Dans l'ensemble je m'accorde sur la troisième possibilité qui a été évoquée à savoir que les Valar & Maiar, certainement pas des dieux, ne sont pas entièrement assimilables à nos Archanges & Anges [ce que je retiendrais néanmoins s'il fallait absolument trancher, mais la vérité se trouve sans doute quelque part entre les deux notions].
Comme cela a été évoqué, il faut aussi faire toujours attention au fait qu'une grande part du Silmarillion est de tradition sinda-númenóréenne et à ce titre souvent imprécise, parfois inexact. Je rejoins tout à fait les propos de Dame Szpako : " En fait peut être le Légendaire traduit une réalité historique dans le fait que longtemps les systèmes religieux humains [...] - furent polythéistes ( ?) [...] - ou eurent une sacrée tendance à vénérer les puissances du mal. [...] "

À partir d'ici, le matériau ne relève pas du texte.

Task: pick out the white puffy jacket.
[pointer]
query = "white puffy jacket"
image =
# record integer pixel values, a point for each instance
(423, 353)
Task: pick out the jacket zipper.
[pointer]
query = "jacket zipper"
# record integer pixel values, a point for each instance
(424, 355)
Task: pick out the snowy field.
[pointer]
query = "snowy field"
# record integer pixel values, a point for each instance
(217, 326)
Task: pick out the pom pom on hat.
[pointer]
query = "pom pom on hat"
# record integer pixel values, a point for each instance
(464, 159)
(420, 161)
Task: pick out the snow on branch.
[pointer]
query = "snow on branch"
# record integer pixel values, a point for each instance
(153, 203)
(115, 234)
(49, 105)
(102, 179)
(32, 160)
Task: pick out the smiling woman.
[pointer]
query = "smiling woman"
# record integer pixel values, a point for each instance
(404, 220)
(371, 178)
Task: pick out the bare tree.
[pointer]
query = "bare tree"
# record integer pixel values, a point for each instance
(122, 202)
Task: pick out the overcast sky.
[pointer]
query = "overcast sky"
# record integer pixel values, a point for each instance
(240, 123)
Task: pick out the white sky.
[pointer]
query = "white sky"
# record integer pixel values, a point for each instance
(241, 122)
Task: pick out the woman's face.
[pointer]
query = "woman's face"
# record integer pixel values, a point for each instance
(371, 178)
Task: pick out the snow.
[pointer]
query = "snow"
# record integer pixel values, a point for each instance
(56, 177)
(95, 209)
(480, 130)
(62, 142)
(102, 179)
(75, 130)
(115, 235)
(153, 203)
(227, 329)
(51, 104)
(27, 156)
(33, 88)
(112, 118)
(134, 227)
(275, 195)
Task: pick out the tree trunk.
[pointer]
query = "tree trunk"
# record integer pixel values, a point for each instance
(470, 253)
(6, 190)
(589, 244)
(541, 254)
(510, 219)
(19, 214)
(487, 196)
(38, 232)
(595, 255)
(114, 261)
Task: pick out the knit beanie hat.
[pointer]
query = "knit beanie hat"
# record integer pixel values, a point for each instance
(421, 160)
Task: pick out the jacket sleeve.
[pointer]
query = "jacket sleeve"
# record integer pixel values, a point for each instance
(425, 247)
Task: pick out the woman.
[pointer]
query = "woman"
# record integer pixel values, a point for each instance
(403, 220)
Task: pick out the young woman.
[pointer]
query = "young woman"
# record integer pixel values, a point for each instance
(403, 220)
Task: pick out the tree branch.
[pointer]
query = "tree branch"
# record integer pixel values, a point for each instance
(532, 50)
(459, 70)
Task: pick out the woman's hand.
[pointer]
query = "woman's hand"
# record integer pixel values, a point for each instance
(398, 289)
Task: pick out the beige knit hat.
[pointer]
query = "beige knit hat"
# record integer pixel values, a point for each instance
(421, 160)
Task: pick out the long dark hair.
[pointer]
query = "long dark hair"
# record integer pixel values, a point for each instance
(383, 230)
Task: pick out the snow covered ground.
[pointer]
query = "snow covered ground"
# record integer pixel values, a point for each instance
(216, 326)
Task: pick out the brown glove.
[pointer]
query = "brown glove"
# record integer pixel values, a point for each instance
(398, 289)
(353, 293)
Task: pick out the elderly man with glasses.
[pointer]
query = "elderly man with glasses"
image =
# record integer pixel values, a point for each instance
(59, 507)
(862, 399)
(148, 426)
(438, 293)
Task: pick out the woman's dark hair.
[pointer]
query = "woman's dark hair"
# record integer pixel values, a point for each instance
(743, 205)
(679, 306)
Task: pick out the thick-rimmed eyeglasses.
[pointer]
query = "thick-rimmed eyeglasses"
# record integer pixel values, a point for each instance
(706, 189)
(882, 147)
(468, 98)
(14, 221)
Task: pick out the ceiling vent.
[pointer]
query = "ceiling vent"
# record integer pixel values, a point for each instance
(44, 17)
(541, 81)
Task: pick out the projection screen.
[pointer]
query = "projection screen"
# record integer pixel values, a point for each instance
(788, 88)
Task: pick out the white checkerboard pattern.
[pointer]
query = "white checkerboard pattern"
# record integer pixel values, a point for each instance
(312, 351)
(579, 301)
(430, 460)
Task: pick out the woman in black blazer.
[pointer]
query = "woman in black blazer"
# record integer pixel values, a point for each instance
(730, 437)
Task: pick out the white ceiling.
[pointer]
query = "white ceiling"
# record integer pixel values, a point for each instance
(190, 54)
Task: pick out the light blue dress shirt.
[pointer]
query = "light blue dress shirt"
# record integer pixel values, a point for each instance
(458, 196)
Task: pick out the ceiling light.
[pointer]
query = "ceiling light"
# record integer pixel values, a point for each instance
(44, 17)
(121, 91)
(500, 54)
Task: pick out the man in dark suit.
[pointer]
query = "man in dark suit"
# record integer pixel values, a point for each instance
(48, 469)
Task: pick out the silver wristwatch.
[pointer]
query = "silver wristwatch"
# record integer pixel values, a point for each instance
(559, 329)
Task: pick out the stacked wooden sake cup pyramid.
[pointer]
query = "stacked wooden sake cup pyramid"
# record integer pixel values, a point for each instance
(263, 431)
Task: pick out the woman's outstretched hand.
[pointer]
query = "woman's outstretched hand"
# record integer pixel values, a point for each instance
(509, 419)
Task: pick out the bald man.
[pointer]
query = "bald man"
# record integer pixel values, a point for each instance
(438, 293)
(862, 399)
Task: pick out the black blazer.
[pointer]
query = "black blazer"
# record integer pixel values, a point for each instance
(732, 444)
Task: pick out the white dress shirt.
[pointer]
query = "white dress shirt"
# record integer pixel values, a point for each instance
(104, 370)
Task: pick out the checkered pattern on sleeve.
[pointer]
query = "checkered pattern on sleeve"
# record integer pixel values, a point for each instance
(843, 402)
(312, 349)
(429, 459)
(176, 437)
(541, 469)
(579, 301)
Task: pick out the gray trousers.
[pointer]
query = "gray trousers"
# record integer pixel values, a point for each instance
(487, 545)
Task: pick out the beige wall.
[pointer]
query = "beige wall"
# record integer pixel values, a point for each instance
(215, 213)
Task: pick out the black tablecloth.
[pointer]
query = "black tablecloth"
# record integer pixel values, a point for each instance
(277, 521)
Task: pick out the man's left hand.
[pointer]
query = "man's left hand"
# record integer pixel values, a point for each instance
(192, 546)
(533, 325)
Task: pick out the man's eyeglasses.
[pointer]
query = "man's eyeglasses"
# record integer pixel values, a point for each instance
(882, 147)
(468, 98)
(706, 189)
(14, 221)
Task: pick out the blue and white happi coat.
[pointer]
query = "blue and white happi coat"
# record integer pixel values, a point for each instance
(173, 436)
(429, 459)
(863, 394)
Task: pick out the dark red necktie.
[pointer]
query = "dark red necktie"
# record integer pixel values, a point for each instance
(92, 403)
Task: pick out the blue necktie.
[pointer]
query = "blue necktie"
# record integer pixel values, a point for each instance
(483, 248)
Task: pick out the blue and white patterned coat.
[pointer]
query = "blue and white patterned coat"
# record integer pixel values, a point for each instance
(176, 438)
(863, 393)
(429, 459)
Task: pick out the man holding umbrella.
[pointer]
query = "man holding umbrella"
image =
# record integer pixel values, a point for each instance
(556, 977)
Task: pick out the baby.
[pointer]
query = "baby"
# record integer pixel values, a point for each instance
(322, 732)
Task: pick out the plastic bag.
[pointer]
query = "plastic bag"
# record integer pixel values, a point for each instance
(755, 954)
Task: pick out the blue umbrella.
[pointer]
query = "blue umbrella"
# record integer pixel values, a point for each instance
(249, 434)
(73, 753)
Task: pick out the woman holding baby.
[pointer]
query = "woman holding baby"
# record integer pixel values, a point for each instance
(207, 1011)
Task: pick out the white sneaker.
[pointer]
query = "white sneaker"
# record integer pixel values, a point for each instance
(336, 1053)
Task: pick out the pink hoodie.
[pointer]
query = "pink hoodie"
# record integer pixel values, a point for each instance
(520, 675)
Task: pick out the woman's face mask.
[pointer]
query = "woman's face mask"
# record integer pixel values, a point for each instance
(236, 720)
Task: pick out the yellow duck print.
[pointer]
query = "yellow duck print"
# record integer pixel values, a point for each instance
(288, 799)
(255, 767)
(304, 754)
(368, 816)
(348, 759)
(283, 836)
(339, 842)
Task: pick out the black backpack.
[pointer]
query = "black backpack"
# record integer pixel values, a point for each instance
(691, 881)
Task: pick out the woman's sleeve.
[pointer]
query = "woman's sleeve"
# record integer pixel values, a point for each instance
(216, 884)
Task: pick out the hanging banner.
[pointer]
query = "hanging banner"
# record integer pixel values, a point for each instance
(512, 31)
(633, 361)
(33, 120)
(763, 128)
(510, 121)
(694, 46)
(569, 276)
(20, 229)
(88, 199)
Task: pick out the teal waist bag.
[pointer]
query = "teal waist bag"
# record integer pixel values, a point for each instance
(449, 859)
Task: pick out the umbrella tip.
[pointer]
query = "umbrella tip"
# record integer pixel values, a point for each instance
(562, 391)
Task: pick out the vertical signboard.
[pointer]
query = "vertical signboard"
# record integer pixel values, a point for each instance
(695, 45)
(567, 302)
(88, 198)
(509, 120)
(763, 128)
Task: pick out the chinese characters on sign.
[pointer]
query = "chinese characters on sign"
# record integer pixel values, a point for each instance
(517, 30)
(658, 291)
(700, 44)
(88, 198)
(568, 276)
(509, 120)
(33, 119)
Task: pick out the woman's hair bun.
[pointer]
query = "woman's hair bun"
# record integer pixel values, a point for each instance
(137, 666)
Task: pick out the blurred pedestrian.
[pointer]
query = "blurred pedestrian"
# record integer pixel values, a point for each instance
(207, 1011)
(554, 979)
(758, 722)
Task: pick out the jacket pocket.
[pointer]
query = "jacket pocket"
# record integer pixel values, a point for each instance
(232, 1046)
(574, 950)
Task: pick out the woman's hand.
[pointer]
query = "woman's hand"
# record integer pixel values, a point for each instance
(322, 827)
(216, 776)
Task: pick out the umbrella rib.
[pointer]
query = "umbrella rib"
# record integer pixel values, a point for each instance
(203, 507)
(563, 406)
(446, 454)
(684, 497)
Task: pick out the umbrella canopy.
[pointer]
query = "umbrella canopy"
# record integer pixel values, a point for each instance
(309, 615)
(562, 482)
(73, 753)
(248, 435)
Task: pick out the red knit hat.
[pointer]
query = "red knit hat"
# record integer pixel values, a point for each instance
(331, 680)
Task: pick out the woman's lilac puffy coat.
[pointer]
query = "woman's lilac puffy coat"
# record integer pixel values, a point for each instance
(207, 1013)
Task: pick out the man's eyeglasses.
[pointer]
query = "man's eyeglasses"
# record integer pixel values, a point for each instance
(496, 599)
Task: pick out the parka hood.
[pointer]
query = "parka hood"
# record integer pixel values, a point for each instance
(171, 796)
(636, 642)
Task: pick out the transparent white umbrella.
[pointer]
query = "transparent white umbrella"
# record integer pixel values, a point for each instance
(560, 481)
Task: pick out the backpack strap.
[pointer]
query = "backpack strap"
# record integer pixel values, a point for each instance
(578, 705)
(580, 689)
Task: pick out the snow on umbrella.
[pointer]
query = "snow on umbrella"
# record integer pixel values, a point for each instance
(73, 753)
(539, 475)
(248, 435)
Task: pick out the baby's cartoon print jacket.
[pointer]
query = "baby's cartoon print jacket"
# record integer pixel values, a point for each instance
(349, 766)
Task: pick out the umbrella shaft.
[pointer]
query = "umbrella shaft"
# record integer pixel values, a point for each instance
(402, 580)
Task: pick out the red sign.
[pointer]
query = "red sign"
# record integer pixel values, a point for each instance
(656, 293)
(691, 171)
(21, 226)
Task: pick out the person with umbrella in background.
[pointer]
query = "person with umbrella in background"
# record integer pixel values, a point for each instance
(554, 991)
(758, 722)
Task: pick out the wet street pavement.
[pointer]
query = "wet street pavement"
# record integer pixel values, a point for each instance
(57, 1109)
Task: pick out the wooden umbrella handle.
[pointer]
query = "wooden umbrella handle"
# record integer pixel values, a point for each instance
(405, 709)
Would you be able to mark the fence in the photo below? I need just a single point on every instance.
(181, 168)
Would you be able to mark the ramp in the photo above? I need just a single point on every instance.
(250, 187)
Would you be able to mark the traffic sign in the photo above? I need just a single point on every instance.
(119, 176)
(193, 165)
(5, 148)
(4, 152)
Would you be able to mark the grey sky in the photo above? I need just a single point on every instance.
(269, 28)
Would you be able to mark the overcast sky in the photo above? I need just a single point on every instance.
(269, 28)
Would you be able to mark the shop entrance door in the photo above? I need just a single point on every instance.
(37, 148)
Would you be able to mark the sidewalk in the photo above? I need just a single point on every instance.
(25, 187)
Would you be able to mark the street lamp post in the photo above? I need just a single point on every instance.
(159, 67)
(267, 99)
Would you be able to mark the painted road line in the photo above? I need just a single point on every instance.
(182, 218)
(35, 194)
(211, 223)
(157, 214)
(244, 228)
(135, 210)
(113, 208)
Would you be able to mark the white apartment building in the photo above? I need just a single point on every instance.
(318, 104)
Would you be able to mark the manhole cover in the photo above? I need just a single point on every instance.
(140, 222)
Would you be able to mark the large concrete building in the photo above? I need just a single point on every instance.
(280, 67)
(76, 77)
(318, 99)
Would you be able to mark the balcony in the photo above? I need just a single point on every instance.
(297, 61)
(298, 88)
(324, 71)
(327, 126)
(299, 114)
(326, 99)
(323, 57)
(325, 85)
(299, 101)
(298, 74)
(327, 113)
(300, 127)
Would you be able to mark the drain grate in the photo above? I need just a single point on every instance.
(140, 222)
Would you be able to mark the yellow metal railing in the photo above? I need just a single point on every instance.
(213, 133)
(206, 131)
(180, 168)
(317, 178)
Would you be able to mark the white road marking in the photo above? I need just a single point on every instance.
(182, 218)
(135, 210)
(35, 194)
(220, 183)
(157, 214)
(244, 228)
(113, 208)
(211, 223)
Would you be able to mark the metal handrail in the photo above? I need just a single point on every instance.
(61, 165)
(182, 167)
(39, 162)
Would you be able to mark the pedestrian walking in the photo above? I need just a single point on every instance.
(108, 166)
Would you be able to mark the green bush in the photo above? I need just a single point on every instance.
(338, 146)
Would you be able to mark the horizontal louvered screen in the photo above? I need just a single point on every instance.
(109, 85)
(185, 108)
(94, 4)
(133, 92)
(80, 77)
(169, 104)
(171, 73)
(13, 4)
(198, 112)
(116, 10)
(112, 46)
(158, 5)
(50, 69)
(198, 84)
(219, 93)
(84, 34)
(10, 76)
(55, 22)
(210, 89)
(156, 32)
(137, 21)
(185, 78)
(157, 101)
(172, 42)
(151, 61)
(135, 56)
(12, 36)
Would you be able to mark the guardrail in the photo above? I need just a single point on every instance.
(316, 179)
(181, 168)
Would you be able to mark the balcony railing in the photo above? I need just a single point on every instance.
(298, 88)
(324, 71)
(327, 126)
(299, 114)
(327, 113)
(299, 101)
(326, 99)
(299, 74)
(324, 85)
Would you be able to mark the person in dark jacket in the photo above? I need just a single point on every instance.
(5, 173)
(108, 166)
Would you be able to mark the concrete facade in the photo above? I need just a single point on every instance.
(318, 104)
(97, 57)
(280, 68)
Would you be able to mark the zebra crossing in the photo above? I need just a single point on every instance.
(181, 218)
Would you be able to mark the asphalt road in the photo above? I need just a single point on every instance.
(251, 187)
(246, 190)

Il faut garder une grande prudence par rapport à cette tradition (sinda-númenóréenne) surtout en ce qui concerne l'histoire des Valar ; très peu d'écrits nous sont parvenus de ceux qui les ont réellement vus. Nombre de textes par exemple présentent avec autorité la création des étoiles, de la Soleil et de Lune comme étant des Valar. Ce n'est qu'à partir de quelques rares documents de traditions elfiques in HOME X qu'on devine une autre réalité, ou d'ailleurs le pouvoir de Création est nettement plus d'Eru que des Valar.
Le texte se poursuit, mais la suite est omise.